Traditionally, the name Blue Moon was given to the third of four full Moons in a single astronomical season (meaning Blue Moons will occur on 18 May 2019 and 22 August 2021), but largely due to the US radio program StarDate in the 1980s and trivia games, the term Blue Moon has come to mean the second of two full Moons occurring in a single calendar month.
Full Moons occur every 29.5306 days, on average, which is the lunar synodic period. Since most months are 30 or 31 days long, it’s possible for two full Moons to fit in a single month if the first occurs near the beginning. Since the first full Moon of January 2018 arrived at 2:25am GMT on the 2nd, the second full Moon squeezes in at 1:28pm GMT on 31 January.
Between the years 2001 and 2099, there are 41 Blue Moons. There are three years in which a Blue Moon occurs twice: 2018 (January and March), 2037 (January and March) and 2094 (January and April). Blue Moons can also occur on consecutive years: 2066 and 2067. (Note: these are all UTC dates; the number of events in other time zones will vary considerably.)
View from the Americas
If you reside in North America, particularly the northwest of British Columbia, Yukon, or anywhere in Alaska, you’re also in luck as you can also see the entirety of the eclipse on 31 January. Further south in the United States, just the total phase of the eclipse may be seen from all States west of a line drawn between North Dakota and New Mexico before moonset.
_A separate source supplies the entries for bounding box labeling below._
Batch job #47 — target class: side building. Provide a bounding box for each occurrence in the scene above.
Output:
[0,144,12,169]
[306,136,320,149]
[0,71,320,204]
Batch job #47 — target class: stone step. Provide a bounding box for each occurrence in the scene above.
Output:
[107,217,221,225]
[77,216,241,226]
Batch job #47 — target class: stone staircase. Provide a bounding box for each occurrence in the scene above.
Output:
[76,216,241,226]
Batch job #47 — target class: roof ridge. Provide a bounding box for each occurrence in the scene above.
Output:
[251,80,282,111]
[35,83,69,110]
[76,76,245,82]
As seen from Los Angeles and San Francisco, for example, totality begins at 4:52am, mid-eclipse occurs at 5:30am with the Moon 15 degrees high in the western sky, and totality ends at 6:08am PST.
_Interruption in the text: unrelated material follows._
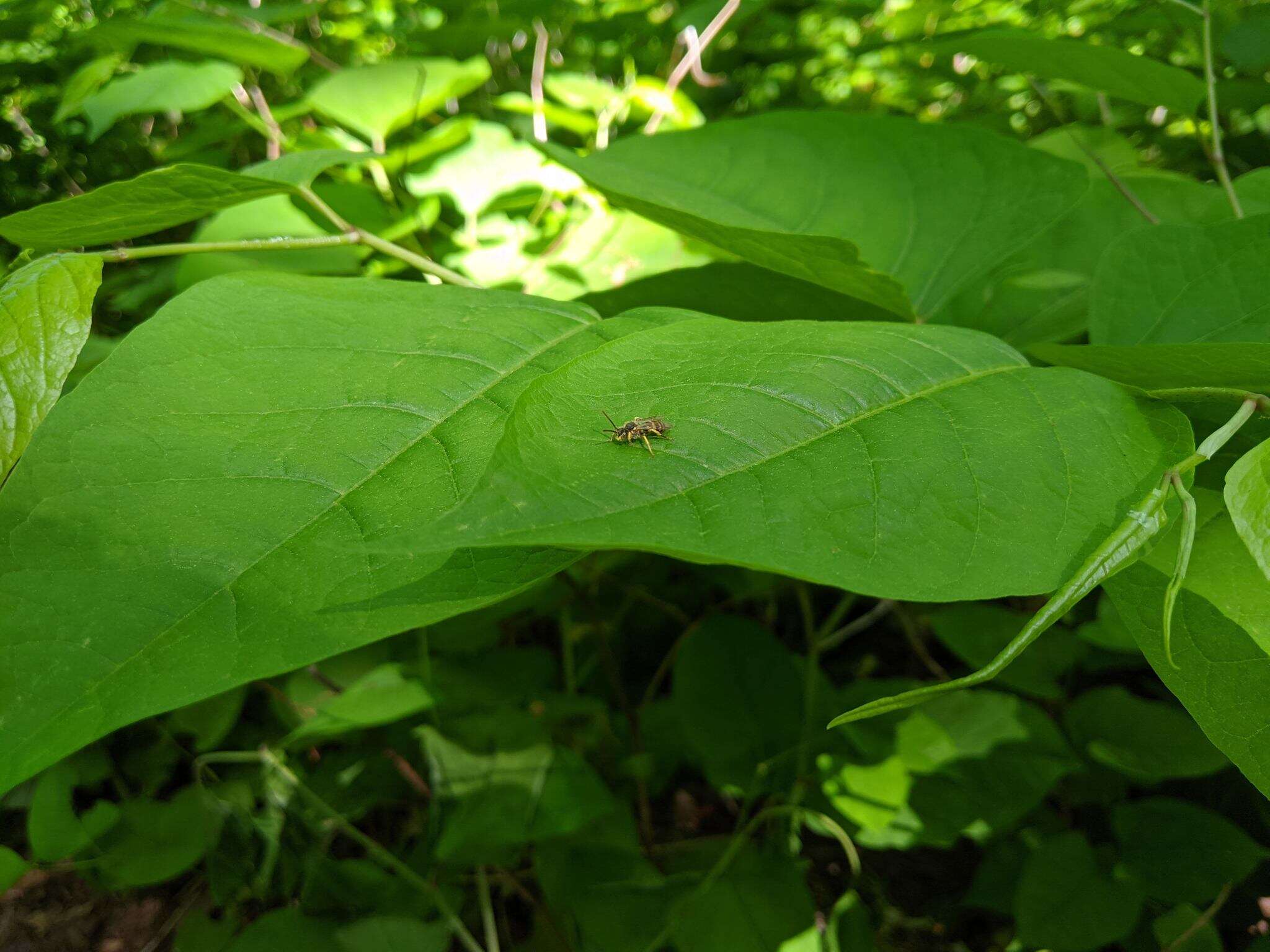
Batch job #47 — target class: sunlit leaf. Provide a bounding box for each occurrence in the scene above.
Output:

If the eclipsed Moon looks red, why is this a Blue Moon?
A total eclipse of the Moon occurs when the full Moon passes through the shadow of the Earth. You might reasonably assume that at such times the Moon’s light, which is entirely composed of reflected sunlight, should be totally extinguished — and that would be true if the Earth was devoid of an atmosphere. Instead, the shell of air surrounding our planet acts like a weak lens, refracting a portion of the reddened light from all the sunrises and sunsets of the Earth onto the face of the Moon, lending it a coppery-red hue.